A little off topic: I do think that the community has done a good job drilling it into the average user to look for the green bar and padlock in their browser when they go to their bank's website. It means Security. heh.
The encryption key is the hash of a chunk of data, so for identical chunks the encrypted data is identical. Understand.
But suppose I want to decrypt. To generate the key, I need to hash the unencrypted chunk of data. But if I have unencrypted data, I don't really need decryption.
I guess my question is - how does decryption work when I have lost the files on my local machine, but I remember my password?
This comes up often. I took it upon myself to write it out without too many technical details. You can see it here (in particular, the section about uploading and syncing files): http://crypto.stanford.edu/~ananthr/dropbox/
The most obvious workaround for this would be to remember the key. Each user's fileset includes a copy of the key generated from each file, encrypted with that user's private key. The user would request the files, and also the encrypted keys. They would then decrypt said files locally.
[Wild thought] Create a file with a list of H(chunk) forall chunk you own. You encrypt this file with a local password that the storage provider does NOT see and plainly store it.
I re-read the paper, and they seem to be doing what you describe. The list of H(chunk) is called "Chunk Map", and local password is called "dedicated map key"...
.. but after that they get into another round of encryption with the users public key - that's where I get lost.
There are ways to text match against encrypted documents, at least approximately, without requiring homomorphic encryption.
One simple scheme would be to encrypt in ECB mode (which has it's own disadvantages, which I'll ignore for now). Then, say that we have a relatively long string to match, we can encrypt that string with the same key (after trimming to the block size) and simply search for it's encrypted form in the document. If you see a match, and the string isn't an exact multiple of the block size, you need to decrypt a portion of the file (which you can easily do in ECB mode) and perform a more-exact match.
I wouldn't recommend this in a real system, but it's one example of how you can keep data encrypted at rest without requiring complete decryption for string matching.
I don't, on the other hand, know of any results in homomorphic encryption that would allow you to do the same thing with that approach.
While that may be true, text search over documents has certain requirements that differ from the use cases being mentioned for homomorphic encryption over the past two years (since Craig Gentry's paper on fully homomorphic encryption). Although possible over structured data that you'd find in a database, I'm not sure if there's been a clear way to apply homomorphic encryption to search. If there has been progress made in this area, I'd love to know.
In documents, keywords are scattered through the plain text and conjunctive keyword search should be possible without giving way to dictionary attacks: If I search for 'fire truck' I want a sentence 'the truck was firing up' to potentially return as a search result, but at the same time I don't want to encrypt each tokenized word ('fire', 'truck') and pattern-match the ciphertext.

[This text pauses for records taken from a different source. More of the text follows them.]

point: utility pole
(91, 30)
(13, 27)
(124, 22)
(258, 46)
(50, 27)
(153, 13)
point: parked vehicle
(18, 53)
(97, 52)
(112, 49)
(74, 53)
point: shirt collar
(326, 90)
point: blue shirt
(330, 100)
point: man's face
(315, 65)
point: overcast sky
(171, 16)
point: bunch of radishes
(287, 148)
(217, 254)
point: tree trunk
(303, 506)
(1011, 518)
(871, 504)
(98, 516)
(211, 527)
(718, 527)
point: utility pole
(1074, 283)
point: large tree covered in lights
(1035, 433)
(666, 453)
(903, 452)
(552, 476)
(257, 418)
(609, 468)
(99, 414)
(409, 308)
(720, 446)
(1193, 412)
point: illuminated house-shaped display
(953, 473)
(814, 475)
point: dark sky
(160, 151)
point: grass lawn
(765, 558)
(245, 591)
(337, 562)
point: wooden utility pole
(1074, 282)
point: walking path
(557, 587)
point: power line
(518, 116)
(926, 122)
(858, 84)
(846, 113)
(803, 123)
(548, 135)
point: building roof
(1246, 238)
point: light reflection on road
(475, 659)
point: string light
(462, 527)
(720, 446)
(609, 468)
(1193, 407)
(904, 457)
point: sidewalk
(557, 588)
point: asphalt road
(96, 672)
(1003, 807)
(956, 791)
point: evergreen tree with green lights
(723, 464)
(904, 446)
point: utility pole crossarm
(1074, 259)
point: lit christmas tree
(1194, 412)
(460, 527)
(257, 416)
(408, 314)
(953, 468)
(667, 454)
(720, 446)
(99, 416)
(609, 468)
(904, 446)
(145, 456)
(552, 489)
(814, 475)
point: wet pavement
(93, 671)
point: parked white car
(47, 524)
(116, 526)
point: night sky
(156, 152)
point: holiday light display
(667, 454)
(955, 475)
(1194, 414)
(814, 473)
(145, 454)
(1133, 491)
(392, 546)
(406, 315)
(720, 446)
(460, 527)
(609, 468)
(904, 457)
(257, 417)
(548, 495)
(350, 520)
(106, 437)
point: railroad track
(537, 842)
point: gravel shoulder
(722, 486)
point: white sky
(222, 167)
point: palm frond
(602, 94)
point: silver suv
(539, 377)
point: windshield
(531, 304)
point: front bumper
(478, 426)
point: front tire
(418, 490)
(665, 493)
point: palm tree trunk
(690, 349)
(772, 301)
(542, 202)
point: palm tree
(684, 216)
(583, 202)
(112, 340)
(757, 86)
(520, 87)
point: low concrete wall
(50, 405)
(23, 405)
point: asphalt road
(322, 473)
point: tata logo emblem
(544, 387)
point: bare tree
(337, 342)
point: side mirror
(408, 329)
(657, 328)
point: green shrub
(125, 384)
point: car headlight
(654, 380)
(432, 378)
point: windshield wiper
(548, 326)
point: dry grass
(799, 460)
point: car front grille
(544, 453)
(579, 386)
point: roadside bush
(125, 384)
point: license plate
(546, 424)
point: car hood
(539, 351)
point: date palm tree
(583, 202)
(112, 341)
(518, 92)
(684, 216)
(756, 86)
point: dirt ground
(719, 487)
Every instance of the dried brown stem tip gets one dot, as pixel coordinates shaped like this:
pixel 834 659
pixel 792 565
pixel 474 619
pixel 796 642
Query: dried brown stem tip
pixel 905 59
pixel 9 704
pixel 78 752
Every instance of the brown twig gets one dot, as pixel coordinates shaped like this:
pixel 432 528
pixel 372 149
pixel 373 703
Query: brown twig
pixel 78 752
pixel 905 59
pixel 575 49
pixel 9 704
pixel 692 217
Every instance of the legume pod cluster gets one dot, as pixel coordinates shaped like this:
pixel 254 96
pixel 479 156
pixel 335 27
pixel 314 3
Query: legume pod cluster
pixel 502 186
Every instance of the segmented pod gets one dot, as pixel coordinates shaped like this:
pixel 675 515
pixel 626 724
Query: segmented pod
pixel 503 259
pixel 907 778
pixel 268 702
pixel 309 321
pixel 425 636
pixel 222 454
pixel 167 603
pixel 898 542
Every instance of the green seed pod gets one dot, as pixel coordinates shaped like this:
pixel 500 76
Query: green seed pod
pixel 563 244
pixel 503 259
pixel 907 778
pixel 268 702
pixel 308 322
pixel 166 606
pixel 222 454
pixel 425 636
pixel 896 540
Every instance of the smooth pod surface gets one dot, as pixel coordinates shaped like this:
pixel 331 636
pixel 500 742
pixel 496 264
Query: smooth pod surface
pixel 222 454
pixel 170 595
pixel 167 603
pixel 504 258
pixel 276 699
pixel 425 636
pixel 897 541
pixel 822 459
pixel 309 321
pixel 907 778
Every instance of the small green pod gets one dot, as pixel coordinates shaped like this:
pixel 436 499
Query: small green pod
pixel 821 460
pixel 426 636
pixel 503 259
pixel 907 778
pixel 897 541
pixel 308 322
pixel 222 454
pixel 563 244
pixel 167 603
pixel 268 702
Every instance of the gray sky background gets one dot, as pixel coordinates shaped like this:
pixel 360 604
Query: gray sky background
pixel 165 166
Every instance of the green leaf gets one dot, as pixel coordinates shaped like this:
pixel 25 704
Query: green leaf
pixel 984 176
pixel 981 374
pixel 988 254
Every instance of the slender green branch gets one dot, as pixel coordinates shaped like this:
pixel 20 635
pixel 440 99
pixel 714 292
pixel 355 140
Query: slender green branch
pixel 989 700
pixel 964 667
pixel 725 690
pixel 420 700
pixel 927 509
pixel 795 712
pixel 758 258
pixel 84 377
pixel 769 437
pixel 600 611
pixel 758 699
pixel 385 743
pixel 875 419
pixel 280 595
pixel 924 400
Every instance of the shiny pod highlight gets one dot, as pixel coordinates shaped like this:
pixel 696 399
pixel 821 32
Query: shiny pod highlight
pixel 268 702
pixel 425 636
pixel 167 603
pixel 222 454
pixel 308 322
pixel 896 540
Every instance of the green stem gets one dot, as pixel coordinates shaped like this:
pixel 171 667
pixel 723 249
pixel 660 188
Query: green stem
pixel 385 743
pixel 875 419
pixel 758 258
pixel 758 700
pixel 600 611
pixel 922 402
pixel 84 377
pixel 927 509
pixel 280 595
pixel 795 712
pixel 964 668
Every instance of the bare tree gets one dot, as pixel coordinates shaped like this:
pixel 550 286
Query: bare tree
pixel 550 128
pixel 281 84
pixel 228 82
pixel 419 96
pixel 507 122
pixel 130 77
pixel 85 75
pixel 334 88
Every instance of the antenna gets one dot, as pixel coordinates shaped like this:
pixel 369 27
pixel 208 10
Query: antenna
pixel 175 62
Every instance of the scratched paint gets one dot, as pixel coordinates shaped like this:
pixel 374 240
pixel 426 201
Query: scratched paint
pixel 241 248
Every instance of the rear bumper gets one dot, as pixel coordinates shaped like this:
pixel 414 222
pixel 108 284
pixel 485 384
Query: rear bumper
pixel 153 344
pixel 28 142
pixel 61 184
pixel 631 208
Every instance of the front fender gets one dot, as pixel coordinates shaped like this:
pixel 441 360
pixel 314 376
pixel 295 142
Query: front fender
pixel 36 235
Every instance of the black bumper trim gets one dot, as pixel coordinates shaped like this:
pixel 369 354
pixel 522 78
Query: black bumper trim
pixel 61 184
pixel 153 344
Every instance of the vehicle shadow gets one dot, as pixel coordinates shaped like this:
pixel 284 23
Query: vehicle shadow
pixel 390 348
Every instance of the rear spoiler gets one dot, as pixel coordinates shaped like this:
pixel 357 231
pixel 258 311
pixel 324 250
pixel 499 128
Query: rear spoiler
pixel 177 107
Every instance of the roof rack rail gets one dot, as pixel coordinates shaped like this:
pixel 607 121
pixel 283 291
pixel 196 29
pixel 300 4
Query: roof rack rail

Encrypted search is an active research area. One of the more interesting/cited papers I've come across on the topic is Conjunctive, Subset, and Range Queries on Encrypted Data by Boneh and Waters [1] although there are several others. Boneh also authored an earlier paper on encrypted search involving public key encryption.
All the homomorphic schemes I've seen do addition and/or multiplication. Is there one that does substring matching, or can you somehow use addition and multiplication to search?